Please share how you cope emotionally with this disease. I wish all of you a wonderful, happy life!

This article represents the opinions, thoughts, and experiences of the author; none of this content has been paid for by any advertiser. The team does not recommend or endorse any products or treatments discussed herein. Learn more about how we maintain editorial integrity here.


  • Dan Glass moderator
    3 months ago

    There is no such thing as normal. There’s, you, everyone else, and me. We’re all good people. We all have things we can and can’t do. This is life. We’re all exceptional in our own way, though. For instance ,you’re writing a musical, which I’m sure will be great. I hope to be able to hear it in all of its glory some day. Keep up the positive words and your fight. We definitely appreciate it.

  • Posy author
    3 months ago

    Thanks, Dan. At least my insomnia allows me to create the music all night as well as all day!
    Performances at Swindon Arts Centre next May, 20, 21, 23, 24.
    Proceeds to military mental health charities. Hoping Prince Harry will support it!

  • Posy author
    3 months ago

    Emma, you are a true inspiration! I was diagnosed just as you started your PD365 blog. I read every single one. Without that, I would have been clueless, isolated and ashamed. You manage to celebrate life with whatever it holds. This disease is scary in its unpredictable progression, but maybe therein lies our hope: that maybe it won’t be as bad as we imagine! Maybe we will cope and still smile.

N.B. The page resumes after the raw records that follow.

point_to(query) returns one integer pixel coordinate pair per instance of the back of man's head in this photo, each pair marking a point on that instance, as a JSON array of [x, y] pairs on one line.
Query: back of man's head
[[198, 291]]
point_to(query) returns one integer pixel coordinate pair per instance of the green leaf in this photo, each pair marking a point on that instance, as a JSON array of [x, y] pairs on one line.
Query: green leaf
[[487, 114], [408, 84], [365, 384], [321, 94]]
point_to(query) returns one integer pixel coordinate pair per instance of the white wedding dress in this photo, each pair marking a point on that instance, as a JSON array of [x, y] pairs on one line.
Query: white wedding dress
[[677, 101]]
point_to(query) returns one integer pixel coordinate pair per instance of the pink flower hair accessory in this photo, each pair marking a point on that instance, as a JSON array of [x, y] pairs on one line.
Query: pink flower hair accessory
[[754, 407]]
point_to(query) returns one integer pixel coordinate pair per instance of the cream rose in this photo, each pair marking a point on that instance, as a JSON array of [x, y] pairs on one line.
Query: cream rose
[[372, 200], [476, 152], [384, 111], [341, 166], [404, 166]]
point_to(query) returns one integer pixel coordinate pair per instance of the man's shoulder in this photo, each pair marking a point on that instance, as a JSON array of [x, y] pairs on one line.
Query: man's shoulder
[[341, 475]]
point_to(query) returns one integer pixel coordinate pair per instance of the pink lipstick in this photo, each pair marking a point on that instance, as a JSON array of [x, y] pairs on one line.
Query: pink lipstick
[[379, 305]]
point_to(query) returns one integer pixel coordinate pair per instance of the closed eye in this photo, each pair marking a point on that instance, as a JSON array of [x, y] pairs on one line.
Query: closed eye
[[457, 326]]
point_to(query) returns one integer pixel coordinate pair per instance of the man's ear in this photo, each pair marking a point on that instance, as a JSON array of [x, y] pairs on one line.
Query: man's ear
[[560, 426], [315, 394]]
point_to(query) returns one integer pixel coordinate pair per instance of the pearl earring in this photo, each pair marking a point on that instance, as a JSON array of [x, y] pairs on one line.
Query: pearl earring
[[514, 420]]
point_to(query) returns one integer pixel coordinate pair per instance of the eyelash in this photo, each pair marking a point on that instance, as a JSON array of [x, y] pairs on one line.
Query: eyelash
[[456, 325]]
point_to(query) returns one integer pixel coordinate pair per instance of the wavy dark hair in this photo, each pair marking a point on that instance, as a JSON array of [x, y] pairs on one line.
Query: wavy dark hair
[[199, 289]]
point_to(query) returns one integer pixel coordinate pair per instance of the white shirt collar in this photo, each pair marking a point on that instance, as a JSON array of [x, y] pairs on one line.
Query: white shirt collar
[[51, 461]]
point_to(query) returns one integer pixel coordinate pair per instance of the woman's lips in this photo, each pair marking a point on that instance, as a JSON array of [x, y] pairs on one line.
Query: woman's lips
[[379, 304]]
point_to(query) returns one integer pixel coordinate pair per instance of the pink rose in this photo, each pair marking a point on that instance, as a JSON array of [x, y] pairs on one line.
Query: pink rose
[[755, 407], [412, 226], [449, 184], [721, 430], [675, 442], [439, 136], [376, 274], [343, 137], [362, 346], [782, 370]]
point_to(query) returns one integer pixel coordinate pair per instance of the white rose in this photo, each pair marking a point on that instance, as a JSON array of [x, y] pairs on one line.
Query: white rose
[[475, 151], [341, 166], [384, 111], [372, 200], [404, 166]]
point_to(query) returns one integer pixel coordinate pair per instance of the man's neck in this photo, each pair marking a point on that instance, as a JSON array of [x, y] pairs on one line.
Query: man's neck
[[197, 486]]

    I fear the humiliation of being cared for – helpless, expressionless. However, last week I attended an exercise class with older, more “advanced” people, and I managed to get a laugh or at least a crooked smile from each person by the end of it, so that cheered me considerably!
    Most people have a cross to bear, and we Parkies are far from alone carrying (albeit rather shakily!) our particular cross.

    Thank you to this forum for giving me a platform. I have resisted speaking about my PD, mainly because I secretly hoped it was a mistaken diagnosis! I suppose the clever thing to do, would be to accept it, shrug, and get on with life as best I can.
    Well done, all of you who are doing just that! And newbies: We understand if you need a little time to adjust to the realities of your diagnosis. Remember, it is NOT a death sentence: Rather, it is the start of a different way of life. Enjoy moving more slowly in the sunshine, friends, family, exercising. Some days it is enough to think no further than putting that first foot out of bed. Things will improve as the meds kick in. Get going, but take your time. Don’t feel you have to rush. Appreciate being part of a community, love your home, take on new challenges and grab opportunities to gain knowledge.

    Last night, I had 1.5 hours’ sleep, then went back to bed at 7.45am for a nice nap! At least, I now have an excuse for getting up late!!!!

    Take care, lovely people.

    Posy xx

  • Emma Lawton moderator
    3 months ago

    I often think I rush too much 😉 great article and thanks @posy for your kind words. Wishing you a wonderful, happy life too.
    Emma ( moderator)

  • Chris H. moderator
    4 months ago

    Love this story, @posy! Reframing your attitude can be easier said than done, but it looks like you’re well on your way. Your swan metaphor is great! Thank you for your positive message! – Chris, Team

  • Posy author
    3 months ago

    Thanks, Chris, for giving me the opportunity to ramble! It has been therapeutic.